Every instinct said “Don’t,” but what else could she do?
They saluted each other, he from superior to inferior, she noncommittal, and took their positions.
He struck at her face in a blur and advanced, hands weaving. It was hard to remember that, although younger than his brother Adric, he was still a centenarian. She didn’t want to hurt him. Jame retreated. This wasn’t fire-leaping as she knew it. She blocked a strike, and felt a line of fire across her arm. Fabric parted, blood flowed. What in Perimal’s name . . . ? He struck again at her face. Again she blocked, forearm to forearm.
Retreat aga
in. Now attack.
The heel of her hand snapped his head back and sent his white hair flying. There was blood on his chin; he had bitten his tongue.
Follow with a heart strike. Close and sweep.
He staggered, but kept his feet. Agile old man. His face remained as smooth as his movements, but Trinity, what a basilisk stare. One of his eyelids drooped. Here he came again. Her balance was off. His return sweep reaped her leg out from under her and she fell, he on top of her, his knee in the pit of her stomach driving out breath. His fists smashed into the floor on either side of her head. Strapped to his wrists, twin blades poised an inch over her eyes.
“Submit,” he hissed. “Leave Tentir today or I will blind you.”
With difficulty, Jame focused not on the knife points but on his eyes. The drooping one began to twitch.
“Blind me and answer to . . .”
“Your brother?” It was a sneer.
“No. To the Randon Council.”
He drew back and the blades retracted into his sleeves. He ran his hands through his white hair to straighten it.
“And this was your best student,” he said to Hawthorn. “You teach poorly, and Sheth Sharp-tongue made you his duty officer. To the square with you and run until I tell you to stop.” With that he stalked out.
CHAPTER XII
A New Favorite
Spring 43
I
At noon, Jame heard that Timmon was in the infirmary and went there, past Hawthorn running laps around the square.
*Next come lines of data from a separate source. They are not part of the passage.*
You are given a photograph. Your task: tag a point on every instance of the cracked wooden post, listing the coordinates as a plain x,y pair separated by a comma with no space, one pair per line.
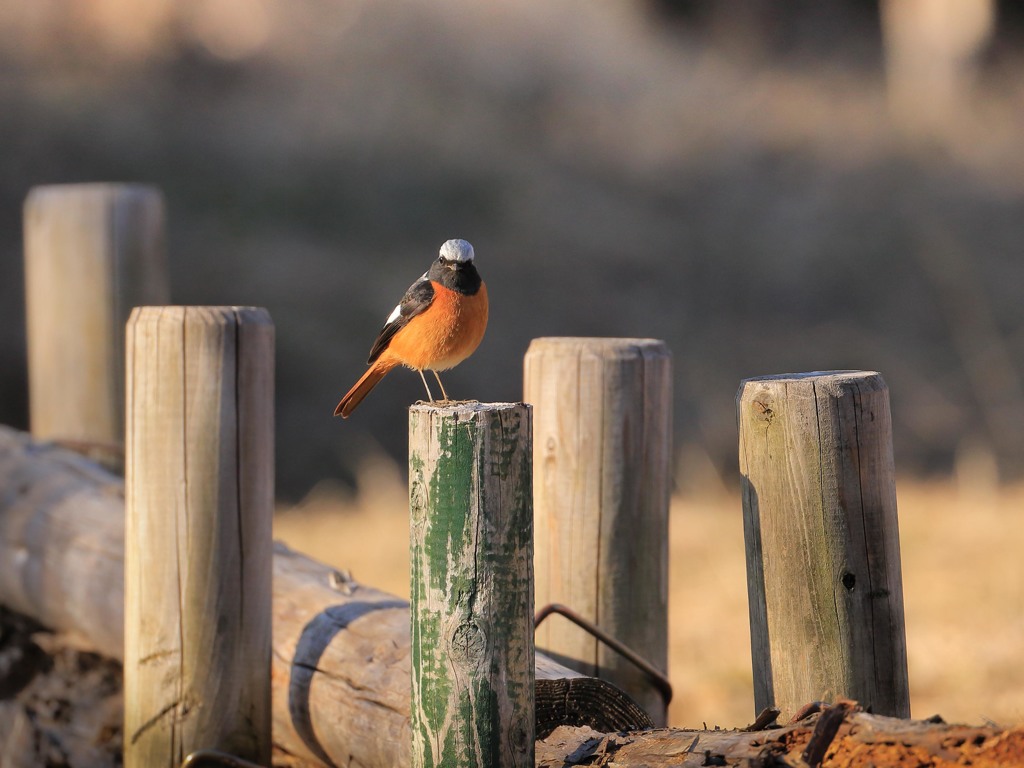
602,458
91,253
472,585
198,561
823,571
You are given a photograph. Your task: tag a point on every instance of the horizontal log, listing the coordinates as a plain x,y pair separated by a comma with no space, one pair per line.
341,649
843,733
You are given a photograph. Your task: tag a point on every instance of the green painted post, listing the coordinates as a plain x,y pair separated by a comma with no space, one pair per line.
472,585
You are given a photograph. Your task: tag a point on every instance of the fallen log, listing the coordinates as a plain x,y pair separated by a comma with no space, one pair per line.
341,666
840,735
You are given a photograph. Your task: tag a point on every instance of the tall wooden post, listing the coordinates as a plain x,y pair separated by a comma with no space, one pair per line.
602,461
91,253
822,541
198,561
472,586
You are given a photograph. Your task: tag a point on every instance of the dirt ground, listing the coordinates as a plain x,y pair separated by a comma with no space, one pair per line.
963,580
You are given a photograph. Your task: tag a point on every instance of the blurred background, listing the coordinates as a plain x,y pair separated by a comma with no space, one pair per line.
769,187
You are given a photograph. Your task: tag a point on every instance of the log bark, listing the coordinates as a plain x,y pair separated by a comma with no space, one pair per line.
340,671
859,739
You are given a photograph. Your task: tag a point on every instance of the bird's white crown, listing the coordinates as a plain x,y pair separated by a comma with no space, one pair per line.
457,250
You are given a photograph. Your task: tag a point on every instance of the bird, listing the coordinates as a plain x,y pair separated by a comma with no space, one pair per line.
439,323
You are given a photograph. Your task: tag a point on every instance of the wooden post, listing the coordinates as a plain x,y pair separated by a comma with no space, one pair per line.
602,460
822,542
472,586
198,560
91,252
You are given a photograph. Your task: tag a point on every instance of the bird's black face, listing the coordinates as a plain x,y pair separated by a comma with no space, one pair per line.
453,264
458,275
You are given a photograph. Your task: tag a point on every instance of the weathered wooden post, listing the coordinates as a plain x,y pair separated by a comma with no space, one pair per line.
472,586
602,461
198,561
91,253
822,542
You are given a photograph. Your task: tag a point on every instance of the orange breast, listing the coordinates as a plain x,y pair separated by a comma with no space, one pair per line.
443,335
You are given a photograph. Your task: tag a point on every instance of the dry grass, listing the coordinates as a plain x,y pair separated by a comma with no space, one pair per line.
963,574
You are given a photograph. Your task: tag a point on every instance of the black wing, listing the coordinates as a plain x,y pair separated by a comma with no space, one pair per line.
417,298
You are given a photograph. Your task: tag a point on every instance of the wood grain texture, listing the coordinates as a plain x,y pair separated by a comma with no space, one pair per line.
822,541
91,253
602,478
200,505
340,673
472,587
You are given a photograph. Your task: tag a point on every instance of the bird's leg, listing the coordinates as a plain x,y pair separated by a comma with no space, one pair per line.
441,386
429,396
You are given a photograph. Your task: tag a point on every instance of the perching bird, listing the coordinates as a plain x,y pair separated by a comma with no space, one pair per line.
438,324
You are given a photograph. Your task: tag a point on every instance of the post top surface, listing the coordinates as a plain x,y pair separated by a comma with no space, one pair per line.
463,407
600,344
830,375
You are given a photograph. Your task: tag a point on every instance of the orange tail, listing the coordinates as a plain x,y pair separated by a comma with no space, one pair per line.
367,382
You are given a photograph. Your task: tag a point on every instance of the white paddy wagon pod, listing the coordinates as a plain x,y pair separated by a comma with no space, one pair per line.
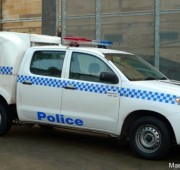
90,89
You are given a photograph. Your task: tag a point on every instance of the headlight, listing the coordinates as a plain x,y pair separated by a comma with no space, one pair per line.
178,100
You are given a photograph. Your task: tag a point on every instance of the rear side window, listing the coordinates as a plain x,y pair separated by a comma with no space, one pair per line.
47,63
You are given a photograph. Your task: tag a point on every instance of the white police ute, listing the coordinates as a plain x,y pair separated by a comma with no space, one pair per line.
89,88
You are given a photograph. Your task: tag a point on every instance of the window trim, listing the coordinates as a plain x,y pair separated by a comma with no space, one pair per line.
54,51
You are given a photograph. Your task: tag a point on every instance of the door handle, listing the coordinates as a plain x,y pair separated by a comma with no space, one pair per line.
112,93
70,87
27,82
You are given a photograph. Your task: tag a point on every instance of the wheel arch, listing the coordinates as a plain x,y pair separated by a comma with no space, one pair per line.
140,113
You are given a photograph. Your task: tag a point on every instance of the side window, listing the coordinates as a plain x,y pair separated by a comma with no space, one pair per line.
47,63
87,67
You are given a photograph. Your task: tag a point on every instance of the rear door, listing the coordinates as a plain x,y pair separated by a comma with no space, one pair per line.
39,85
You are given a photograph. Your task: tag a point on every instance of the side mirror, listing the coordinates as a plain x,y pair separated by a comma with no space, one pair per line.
109,77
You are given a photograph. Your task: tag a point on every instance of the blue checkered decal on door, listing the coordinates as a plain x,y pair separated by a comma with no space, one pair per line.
6,70
100,88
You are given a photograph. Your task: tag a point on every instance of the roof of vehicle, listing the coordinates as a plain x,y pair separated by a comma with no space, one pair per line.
84,49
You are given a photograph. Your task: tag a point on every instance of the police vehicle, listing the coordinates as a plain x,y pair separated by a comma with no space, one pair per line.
88,88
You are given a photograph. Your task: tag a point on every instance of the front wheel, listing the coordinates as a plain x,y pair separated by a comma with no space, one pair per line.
5,120
149,138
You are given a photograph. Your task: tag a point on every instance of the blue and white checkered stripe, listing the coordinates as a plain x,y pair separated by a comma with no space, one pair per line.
100,88
6,70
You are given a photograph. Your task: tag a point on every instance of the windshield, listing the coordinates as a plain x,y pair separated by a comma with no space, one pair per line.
135,68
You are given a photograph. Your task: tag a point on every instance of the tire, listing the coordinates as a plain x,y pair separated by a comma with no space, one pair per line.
5,120
149,138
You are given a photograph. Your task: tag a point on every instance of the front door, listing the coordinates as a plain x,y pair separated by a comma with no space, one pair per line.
39,86
84,97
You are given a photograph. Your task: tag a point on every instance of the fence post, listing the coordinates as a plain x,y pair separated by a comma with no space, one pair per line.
63,19
98,19
50,17
157,9
0,15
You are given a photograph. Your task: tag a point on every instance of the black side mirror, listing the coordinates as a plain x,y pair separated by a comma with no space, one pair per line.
109,77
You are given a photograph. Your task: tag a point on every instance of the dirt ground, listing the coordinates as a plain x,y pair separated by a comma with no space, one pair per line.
25,148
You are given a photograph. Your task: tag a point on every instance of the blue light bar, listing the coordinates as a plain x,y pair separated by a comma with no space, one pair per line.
81,40
102,42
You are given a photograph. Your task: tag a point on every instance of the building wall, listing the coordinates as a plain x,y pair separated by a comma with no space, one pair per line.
22,9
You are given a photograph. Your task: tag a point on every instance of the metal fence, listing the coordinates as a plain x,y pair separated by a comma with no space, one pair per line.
148,28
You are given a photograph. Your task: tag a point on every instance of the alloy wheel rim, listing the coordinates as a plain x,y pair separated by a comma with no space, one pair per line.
148,138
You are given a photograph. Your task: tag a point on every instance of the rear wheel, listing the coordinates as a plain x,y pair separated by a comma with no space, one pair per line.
149,138
5,120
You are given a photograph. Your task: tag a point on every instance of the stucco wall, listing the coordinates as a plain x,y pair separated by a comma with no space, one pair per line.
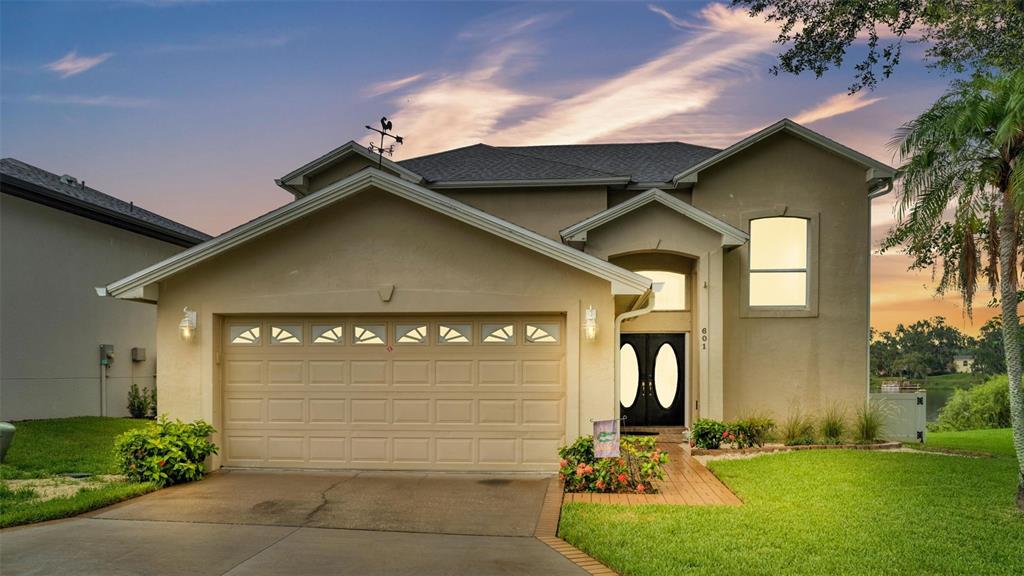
335,261
773,363
543,210
52,322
She found the Ardeth Lordan soaking a scalded hand in cool water while the apothecary prepared an alkanet lotion for his red-blotched face.
“What have you done to yourself this time?”
His grimace deepened as it pulled at scorched skin.
“I was down in the fire timber hall. The only really hot flames are there, but so are steam jets and boiling water. You wouldn’t want to see my legs.”